Indien in de voor de aanvraag van toepassing zijnde terugkijktermijn relevante justitiële gegevens zijn aangetroffen, betrekt het COVOG bij de beoordeling van de aanvraag ook alle overige voor de aanvraag relevante justitiële gegevens die buiten de terugkijktermijn liggen in de beoordeling van de aanvraag. Aan deze strafbare feiten komt, nu deze buiten de terugkijktermijn hebben plaatsgevonden, onvoldoende gewicht toe om zelfstandig te worden betrokken bij de beoordeling van de VOG-aanvraag. Deze strafbare feiten worden echter wel betrokken bij de subjectieve criteria en zullen derhalve een rol spelen bij de belangenafweging. Op grond van de zowel binnen als buiten de termijn aangetroffen strafbare feiten wordt een inschatting gemaakt van het risico dat de aanvrager opnieuw met justitie in aanraking komt.
Paragraaf 3.2. Het objectieve criterium
De afgifte van de VOG wordt in beginsel geweigerd indien wordt voldaan aan het objectieve criterium. Het objectieve criterium betreft de beoordeling of de justitiële gegevens die ten aanzien van de aanvrager zijn aangetroffen, indien herhaald, gelet op het risico voor de samenleving, een belemmering vormen voor een behoorlijke uitoefening van de functie/taak/bezigheid waarvoor de VOG is aangevraagd.
[…]
8.
Paragraaf 3.2.2. Indien herhaald
Het COVOG toetst of het justitiële gegeven, op zichzelf en afgezien van de persoon van de aanvrager, indien herhaald, een behoorlijke uitoefening van de functie/taak/bezigheid zou verhinderen, omdat daarbij een risico voor de samenleving ontstaat.

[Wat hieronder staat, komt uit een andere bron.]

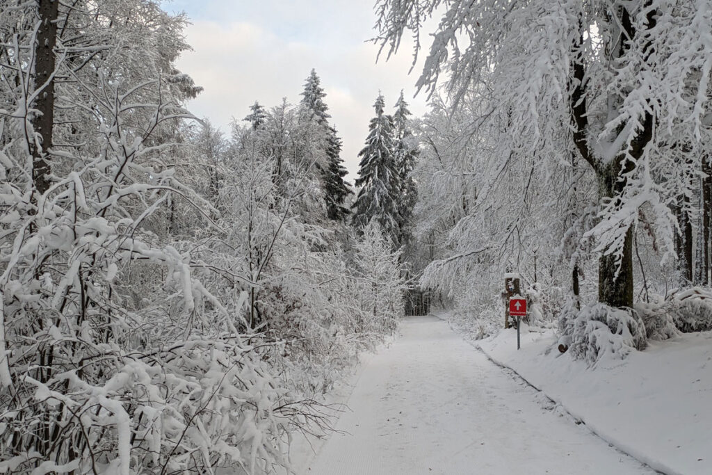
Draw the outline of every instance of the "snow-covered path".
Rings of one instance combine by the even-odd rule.
[[[491,363],[434,317],[363,368],[305,474],[652,474]]]

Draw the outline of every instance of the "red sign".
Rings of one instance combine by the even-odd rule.
[[[512,297],[509,299],[509,314],[512,316],[527,316],[527,299]]]

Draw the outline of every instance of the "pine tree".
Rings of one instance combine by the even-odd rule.
[[[343,206],[346,197],[353,193],[350,184],[344,180],[346,169],[340,157],[341,139],[336,135],[336,129],[330,127],[327,137],[326,154],[328,167],[325,170],[324,199],[326,200],[327,214],[331,219],[342,220],[349,214],[348,208]]]
[[[396,112],[393,115],[395,137],[393,156],[400,183],[398,213],[400,215],[399,241],[402,245],[407,244],[411,240],[411,220],[413,215],[413,208],[418,199],[415,180],[412,176],[413,169],[415,167],[415,161],[418,157],[418,149],[413,143],[413,133],[409,127],[408,118],[410,115],[411,113],[408,110],[408,104],[403,97],[403,91],[401,90],[400,97],[398,98],[398,101],[396,103]]]
[[[324,128],[326,136],[326,166],[321,169],[324,184],[324,201],[326,202],[327,215],[331,219],[343,219],[348,214],[348,209],[343,206],[344,200],[352,193],[350,184],[344,181],[347,172],[341,159],[341,139],[336,135],[336,129],[329,125],[331,116],[327,113],[329,108],[324,103],[326,93],[321,87],[316,71],[312,69],[304,85],[302,93],[302,114],[313,120]]]
[[[399,174],[393,155],[393,120],[383,113],[383,95],[379,94],[374,108],[376,117],[371,119],[366,146],[359,152],[359,177],[356,187],[358,197],[352,206],[355,211],[352,224],[363,229],[375,220],[387,236],[398,244],[400,199]]]
[[[256,100],[254,104],[250,106],[250,110],[252,112],[243,120],[252,124],[253,130],[256,130],[264,123],[267,118],[267,113],[265,111],[264,107]]]
[[[310,118],[315,119],[320,125],[325,125],[331,116],[326,113],[329,108],[324,103],[323,99],[326,97],[326,93],[324,92],[320,83],[316,71],[312,69],[311,73],[307,78],[307,82],[304,84],[301,105],[303,110]]]

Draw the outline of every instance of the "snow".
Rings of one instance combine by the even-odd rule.
[[[411,317],[370,358],[300,473],[651,474],[434,317]],[[299,473],[299,472],[298,472]]]
[[[493,360],[539,388],[596,434],[660,471],[712,473],[712,332],[649,341],[594,367],[552,349],[549,330],[523,327],[481,341]],[[550,351],[548,351],[550,349]]]

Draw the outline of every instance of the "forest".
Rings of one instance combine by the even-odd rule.
[[[310,67],[194,115],[188,21],[0,2],[0,472],[288,467],[414,298],[484,338],[507,273],[591,365],[712,330],[708,0],[378,0],[429,112],[375,96],[352,184]]]

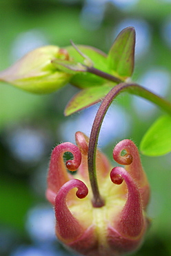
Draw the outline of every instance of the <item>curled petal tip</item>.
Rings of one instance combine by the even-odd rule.
[[[63,154],[68,152],[72,154],[74,158],[68,161],[65,165],[63,158]],[[79,168],[81,162],[81,154],[74,144],[64,143],[57,145],[53,149],[50,158],[48,175],[48,190],[57,194],[61,186],[70,179],[66,168],[75,171]]]
[[[81,153],[86,155],[88,154],[89,139],[86,135],[81,131],[77,131],[75,140]]]
[[[123,179],[121,174],[114,174],[112,172],[110,172],[110,179],[113,183],[120,185],[123,183]]]
[[[88,193],[87,186],[82,181],[72,179],[61,188],[55,199],[56,232],[65,243],[74,241],[81,236],[85,230],[83,226],[74,217],[66,205],[67,195],[74,188],[78,188],[76,194],[79,199],[86,197]]]

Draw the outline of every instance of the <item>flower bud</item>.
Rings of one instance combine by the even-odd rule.
[[[51,62],[57,58],[68,60],[67,51],[54,46],[36,48],[0,72],[0,81],[34,93],[53,92],[67,84],[72,76],[54,66]]]

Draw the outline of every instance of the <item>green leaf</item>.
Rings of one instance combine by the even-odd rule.
[[[94,86],[81,90],[76,94],[66,107],[65,116],[82,110],[99,102],[113,87],[113,84],[105,84],[101,86]]]
[[[160,117],[143,136],[140,149],[147,156],[161,156],[171,151],[171,116]]]
[[[108,68],[107,55],[104,53],[91,46],[79,45],[77,47],[91,60],[94,68],[111,74],[112,71]],[[85,65],[85,59],[73,46],[66,47],[66,49],[68,51],[70,58],[74,62]],[[102,85],[105,82],[105,80],[88,72],[79,72],[72,77],[70,82],[79,88],[84,89]]]
[[[109,51],[109,67],[124,79],[131,77],[134,70],[134,28],[128,27],[119,34]]]

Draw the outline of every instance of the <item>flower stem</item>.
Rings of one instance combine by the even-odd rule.
[[[88,172],[94,195],[94,207],[101,207],[104,205],[104,201],[99,191],[96,174],[96,152],[101,127],[105,115],[113,100],[121,92],[125,91],[150,100],[153,103],[155,103],[163,108],[165,111],[171,115],[171,104],[169,102],[167,102],[159,96],[157,96],[152,92],[146,90],[139,84],[123,82],[117,84],[110,91],[102,101],[95,116],[91,130],[88,147]]]

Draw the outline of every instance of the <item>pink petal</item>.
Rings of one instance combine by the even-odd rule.
[[[68,161],[65,165],[63,156],[67,152],[73,154],[74,159]],[[53,149],[50,158],[46,191],[46,197],[52,204],[58,191],[66,182],[70,180],[67,168],[71,171],[75,171],[79,167],[81,162],[81,152],[74,144],[64,143]]]

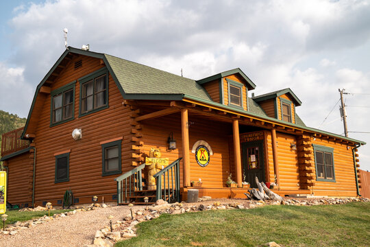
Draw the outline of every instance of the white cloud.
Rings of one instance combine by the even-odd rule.
[[[323,58],[320,61],[320,66],[323,67],[328,67],[334,66],[336,64],[336,63],[335,62],[335,61],[331,61],[329,59],[326,59],[326,58]]]
[[[11,68],[0,62],[0,109],[13,109],[12,113],[21,116],[27,115],[35,90],[25,83],[23,71],[23,68]]]
[[[193,79],[240,67],[257,85],[256,95],[290,87],[303,102],[298,113],[315,127],[338,100],[338,88],[370,92],[370,71],[362,65],[369,58],[361,57],[360,64],[357,60],[348,62],[347,57],[355,48],[362,54],[370,49],[369,3],[59,0],[22,5],[14,10],[10,22],[13,55],[8,62],[18,69],[11,72],[3,64],[0,75],[13,73],[8,80],[16,82],[16,88],[23,86],[8,91],[5,96],[10,99],[1,101],[0,108],[27,115],[30,103],[8,102],[18,95],[33,95],[64,51],[62,30],[68,27],[69,45],[73,47],[88,43],[93,51],[177,75],[183,69],[184,76]],[[349,96],[347,103],[361,103],[354,101],[359,97]],[[349,122],[354,122],[353,129],[362,130],[358,124],[370,121],[362,114],[363,109],[349,108],[348,113],[361,117]],[[325,124],[338,115],[336,108]],[[343,131],[339,121],[323,128]],[[370,137],[359,138],[370,142]]]

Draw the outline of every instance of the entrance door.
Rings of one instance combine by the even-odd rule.
[[[263,140],[242,143],[243,174],[251,188],[256,188],[255,176],[264,181]]]

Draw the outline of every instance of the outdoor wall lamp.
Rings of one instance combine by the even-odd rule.
[[[176,140],[173,139],[173,132],[170,133],[170,136],[167,139],[167,143],[169,143],[169,148],[167,148],[167,150],[172,151],[176,149]]]
[[[5,215],[5,213],[1,215],[1,218],[3,219],[3,230],[5,231],[5,222],[6,220],[8,220],[8,215]]]
[[[144,198],[144,202],[147,204],[147,207],[148,207],[148,202],[149,202],[149,198],[147,196],[145,196]]]
[[[97,196],[92,196],[92,202],[94,202],[94,207],[96,207],[95,203],[97,202]]]
[[[134,215],[132,214],[132,207],[134,204],[130,203],[127,206],[130,207],[130,211],[131,211],[131,220],[134,220]]]
[[[51,202],[49,202],[46,204],[47,210],[49,211],[49,216],[50,216],[50,209],[51,209]]]
[[[108,218],[109,219],[109,224],[110,224],[110,232],[112,233],[113,231],[113,229],[112,228],[112,219],[113,219],[113,215],[109,215]]]

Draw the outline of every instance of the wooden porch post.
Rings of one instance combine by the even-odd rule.
[[[182,162],[184,164],[182,180],[185,187],[190,185],[188,109],[181,110],[181,137],[182,141]]]
[[[242,168],[241,155],[241,141],[239,139],[239,121],[237,119],[232,121],[232,134],[234,139],[234,162],[236,172],[236,183],[238,187],[242,187]]]
[[[276,175],[276,182],[278,185],[280,184],[279,178],[279,163],[278,161],[278,147],[276,146],[276,130],[271,130],[271,142],[273,148],[273,172]]]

Toepassing van het objectieve criterium ziet slechts op de vraag of er sprake zou zijn van een risico voor de samenleving wanneer dit of een soortgelijk strafbaar feit zou worden gepleegd door een persoon in de uitoefening van de functie/taak/bezigheid waarvoor de VOG wordt aangevraagd. Bij de beoordeling van het objectieve criterium is niet relevant of het feit plaatsvond in de privésfeer. Evenmin is het relevant of er sprake is van een reëel recidivegevaar.
Paragraaf 3.2.3. Risico voor de samenleving
De vaststelling van het risico voor de samenleving wordt een onderverdeling gemaakt in risico’s voor informatie, geld, goederen, diensten, zakelijke transacties, proces, aansturen organisatie en personen. Met behulp van een algemeen screeningsprofiel en een aantal specifieke screeningsprofielen worden de risico’s nader uitgewerkt. Op basis hiervan kan worden beoordeeld of een justitieel gegeven als relevant moet worden beschouwd voor het doel van de aanvraag.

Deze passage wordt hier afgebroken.